Skin & Musculoskeletal Dz Flashcards
The main anesthetic concerns in pts with _________ center on the serious complications that can occur if proper precautions are not taken during any form of pt manipulation or instrumentation
Epidermolysis bullosa
Anesthetic concerns for epidermolysis bullosa:
Avoidance of trauma to the skin & mucous membrane is crucial;
Bulla formation can be caused by trauma from tape, BP cuff, tourniquets, adhesive electrodes, & rubbing of skin with alcohol wipes;
BP cuffs should be padded w/ a loose cotton dressing;
Electrodes should have the adhesive portion removed (petroleum jelly guaze to hold in place);
Anything that touches a pt should be well padded;
IV and art lines should be sutured in place or guaze wraps;
Nonadhesive pulse ox;
Place soft foam, sheepskin, or gel pad under pt
H1 & H2 receptor antagonist should be given preop to decrease clinical response to histamine relaese in ________?
Mastocytosis
What drugs should be avoided with mastocytosis? Why?

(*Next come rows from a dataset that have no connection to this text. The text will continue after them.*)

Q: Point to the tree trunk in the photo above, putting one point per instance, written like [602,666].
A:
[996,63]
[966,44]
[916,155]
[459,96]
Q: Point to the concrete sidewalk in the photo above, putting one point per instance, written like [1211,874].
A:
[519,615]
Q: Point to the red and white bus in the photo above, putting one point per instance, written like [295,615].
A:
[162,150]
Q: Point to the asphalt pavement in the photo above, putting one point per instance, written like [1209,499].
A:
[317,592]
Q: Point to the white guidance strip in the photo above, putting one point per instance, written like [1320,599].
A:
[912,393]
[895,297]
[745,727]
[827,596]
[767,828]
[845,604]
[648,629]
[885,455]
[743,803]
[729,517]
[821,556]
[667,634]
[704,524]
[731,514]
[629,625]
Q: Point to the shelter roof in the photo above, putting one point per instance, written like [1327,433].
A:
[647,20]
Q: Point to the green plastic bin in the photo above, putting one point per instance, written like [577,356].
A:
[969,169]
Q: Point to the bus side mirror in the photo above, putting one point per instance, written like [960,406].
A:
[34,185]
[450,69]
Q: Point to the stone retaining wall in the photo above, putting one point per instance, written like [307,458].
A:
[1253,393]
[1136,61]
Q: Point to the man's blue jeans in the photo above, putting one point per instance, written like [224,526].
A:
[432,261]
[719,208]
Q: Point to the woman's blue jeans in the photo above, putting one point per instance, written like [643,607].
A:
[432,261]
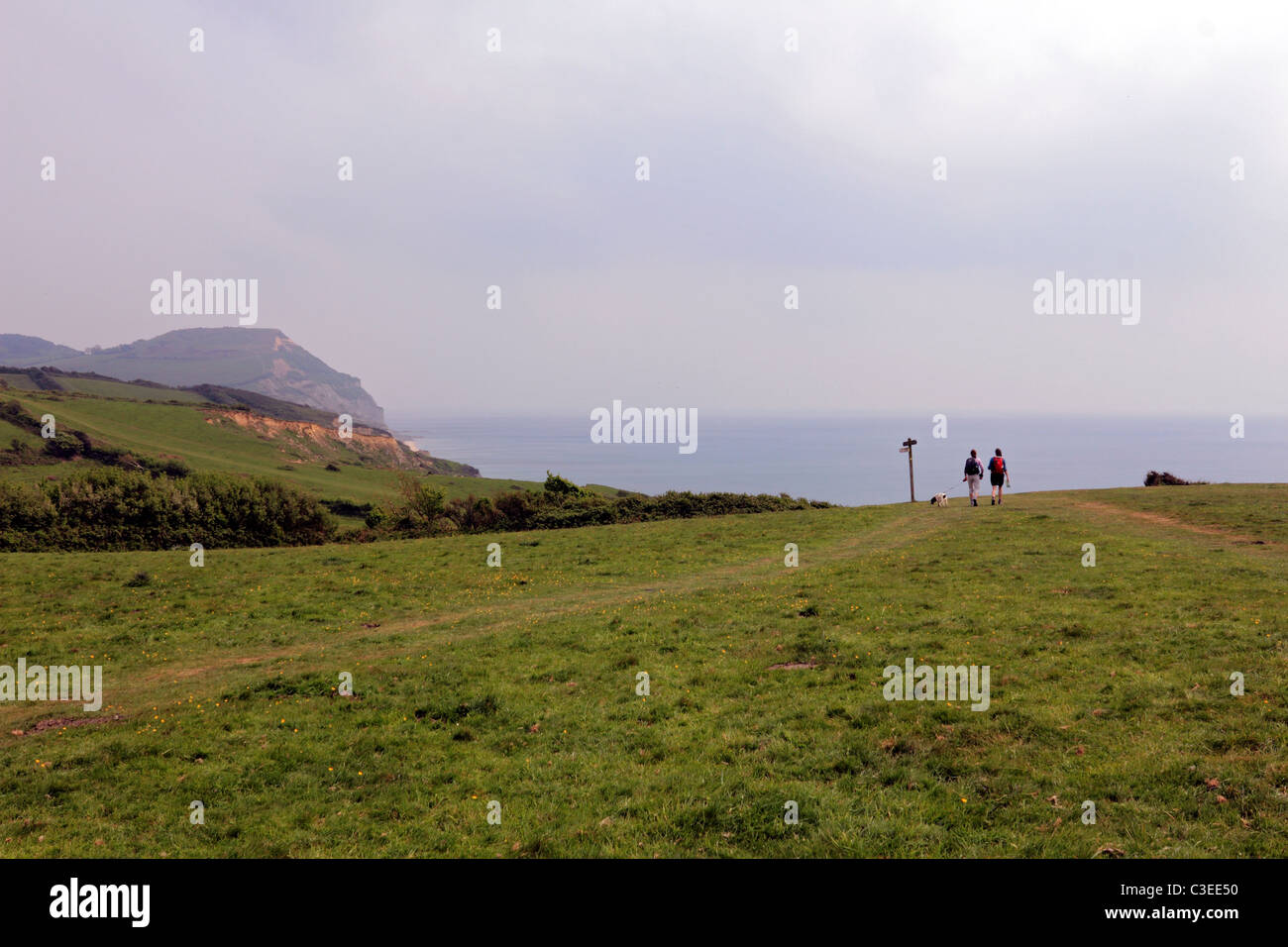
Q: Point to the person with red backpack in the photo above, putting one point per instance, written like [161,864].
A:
[997,474]
[974,474]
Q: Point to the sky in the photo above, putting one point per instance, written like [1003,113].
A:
[913,169]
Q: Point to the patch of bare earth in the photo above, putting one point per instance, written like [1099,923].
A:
[55,723]
[1159,519]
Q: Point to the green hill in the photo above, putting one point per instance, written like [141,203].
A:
[257,360]
[209,429]
[1111,684]
[25,351]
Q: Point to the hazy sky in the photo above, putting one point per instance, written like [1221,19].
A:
[1093,138]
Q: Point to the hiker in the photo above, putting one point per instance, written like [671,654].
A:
[997,474]
[974,474]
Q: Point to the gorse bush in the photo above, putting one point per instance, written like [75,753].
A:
[124,509]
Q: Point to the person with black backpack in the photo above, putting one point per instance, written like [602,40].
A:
[974,474]
[997,474]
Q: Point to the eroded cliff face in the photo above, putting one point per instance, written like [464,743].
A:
[252,359]
[307,442]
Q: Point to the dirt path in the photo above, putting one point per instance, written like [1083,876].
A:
[1159,519]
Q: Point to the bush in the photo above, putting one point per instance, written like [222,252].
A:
[121,509]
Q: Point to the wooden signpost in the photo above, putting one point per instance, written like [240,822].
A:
[907,449]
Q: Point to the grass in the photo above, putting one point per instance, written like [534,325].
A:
[518,684]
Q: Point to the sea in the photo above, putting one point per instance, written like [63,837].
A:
[857,460]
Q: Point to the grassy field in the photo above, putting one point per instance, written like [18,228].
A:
[518,684]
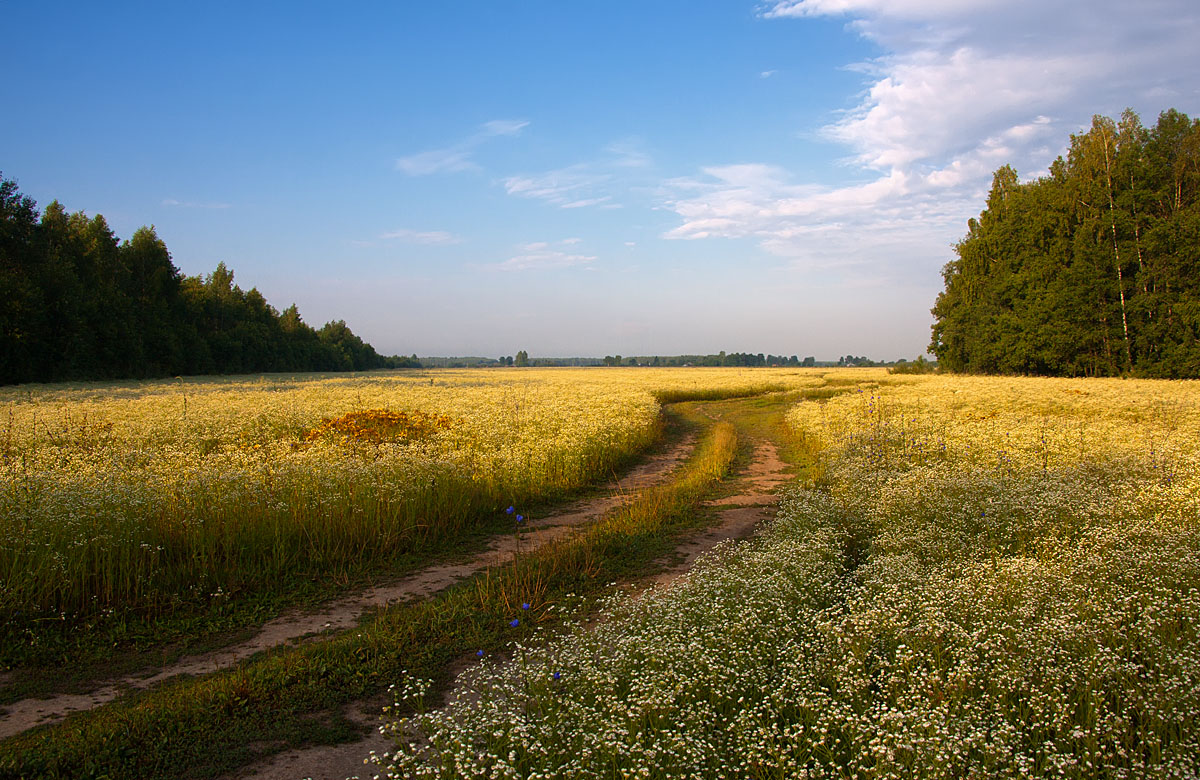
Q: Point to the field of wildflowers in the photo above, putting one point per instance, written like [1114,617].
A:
[141,498]
[981,577]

Morphine, benzylisoquiniloniums. B/c they stimulate histamine release
All pts with chronic urticaria should be advised to avoid which drugs?
ACE inhibitors, aspirin, & NSAIDs
Scleroderma is characterized by what 3 interrelated processes?
1) inflammation and autoimmunity;
2) vascular injury w/ eventual vascular obliteration;
3) fibrosis and accumulaiton of excess matrix in many organs & tissues
CREST syndrome a/w scleroderma
Calcinosis, Raynaud’s phenomenon, Esophageal hypo motility, Sclerodactyly, Telangiectasia
A connective tissue disorder d/t defects in large glycoprotein fibrillin-1 inherited as autosomal dominant . Pts have long tubular bones and an “Abe Lincoln” appearance
Marfan Syndrome
What is the main cause of all premature deaths in pts with Marfan syndrome?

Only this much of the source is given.